Une société privée émet des titres prépayés pour des services à la personne. L’Agence centrale des organismes de sécurité sociale signale des anomalies dans les déclarations de cotisations. Le ministre, en application de l’article D.1271‑19, saisit la Banque de France et l’ACOSS pour avis. Il adresse ensuite à la société une lettre recommandée avec avis de réception indiquant son intention de retirer l’habilitation et l’invite à faire connaître ses observations. La société reçoit la lettre le 2 mai : elle a jusqu’au 17 mai pour répondre. Si ses réponses ne sont pas convaincantes, le ministre publie la décision de retrait dans le Bulletin officiel et sur le site du ministère.
- Application liée aux cas énumérés à l’article D.1271‑19 (conditions/ motifs précisés ailleurs).
- Obligation de saisir pour avis la Banque de France et l’Agence centrale des organismes de sécurité sociale (consultation non contraignante mais nécessaire).
- Obligation de notification préalable à l’émetteur par lettre recommandée avec avis de réception avant suspension ou retrait.
- Délai de défense : l’émetteur dispose de 15 jours à compter de la réception de la notification pour formuler des observations.

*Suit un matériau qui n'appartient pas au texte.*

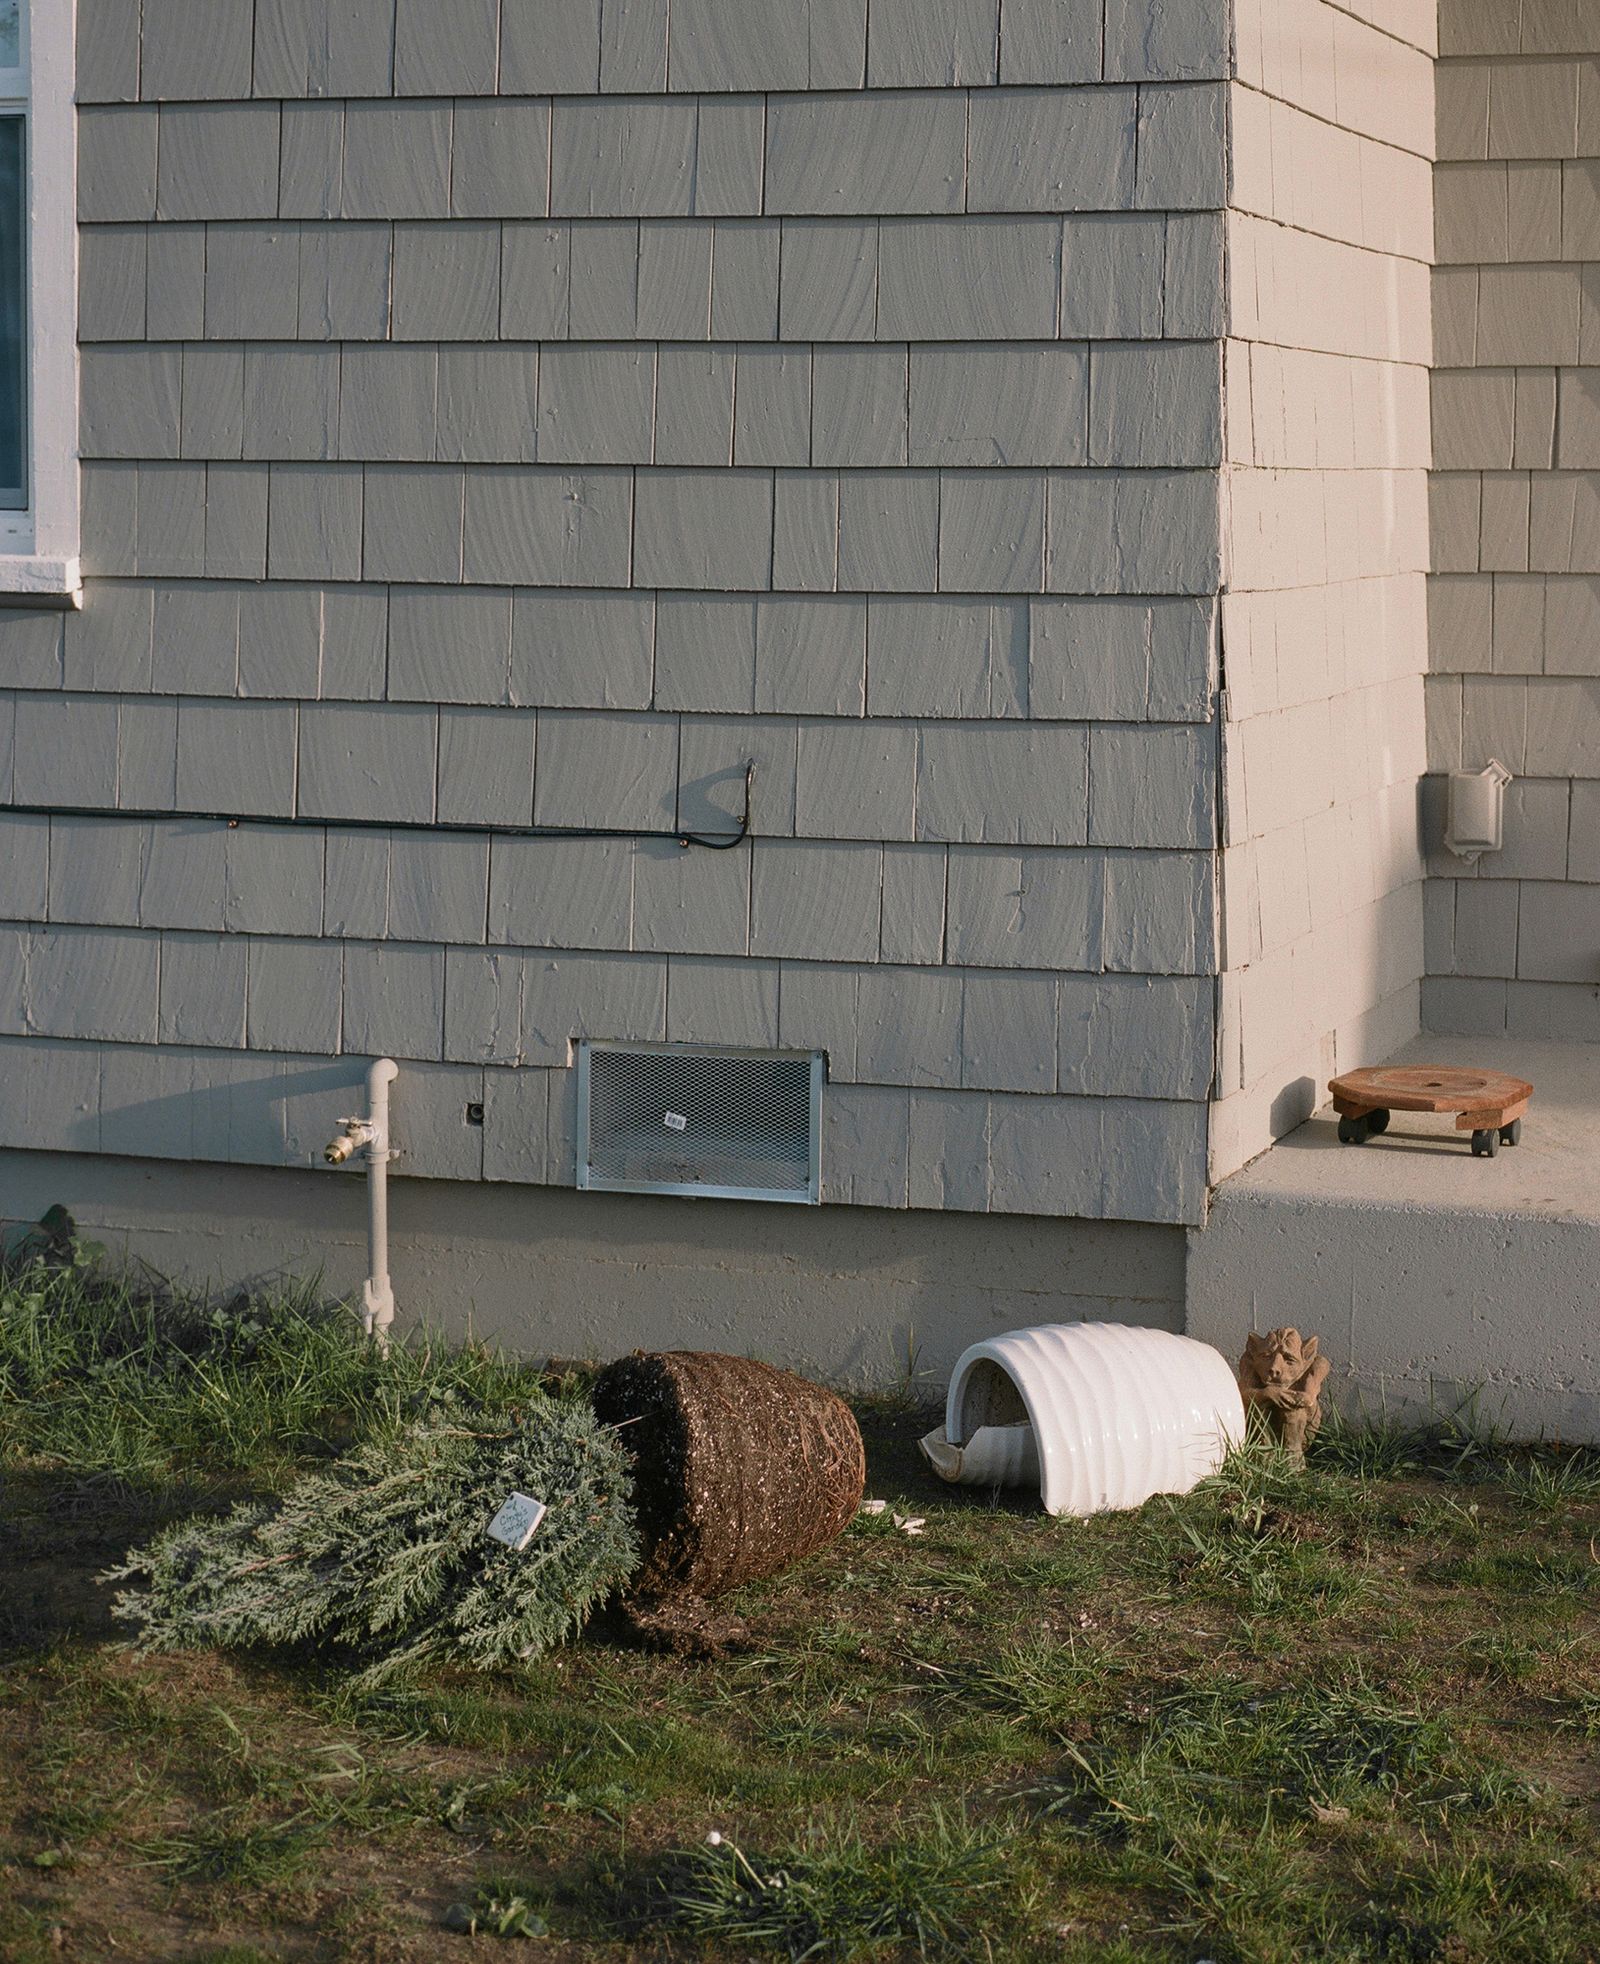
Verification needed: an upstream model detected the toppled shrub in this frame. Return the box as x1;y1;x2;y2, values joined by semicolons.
107;1396;637;1683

- La décision de suspension ou de retrait devient publique : publication au Bulletin officiel du ministère et mise en ligne sur le site du ministre chargé des services à la personne.
- Principe du respect du droit à la défense et de transparence administrative (la procédure garantit que l’émetteur puisse s’expliquer avant décision).
- L’absence de réponse dans le délai n’empêche pas la prise de la décision (le texte n’exige pas d’attendre une réponse positive).
- La notification par LRAR est une formalité déterminante : le point de départ du délai de 15 jours est la date de réception.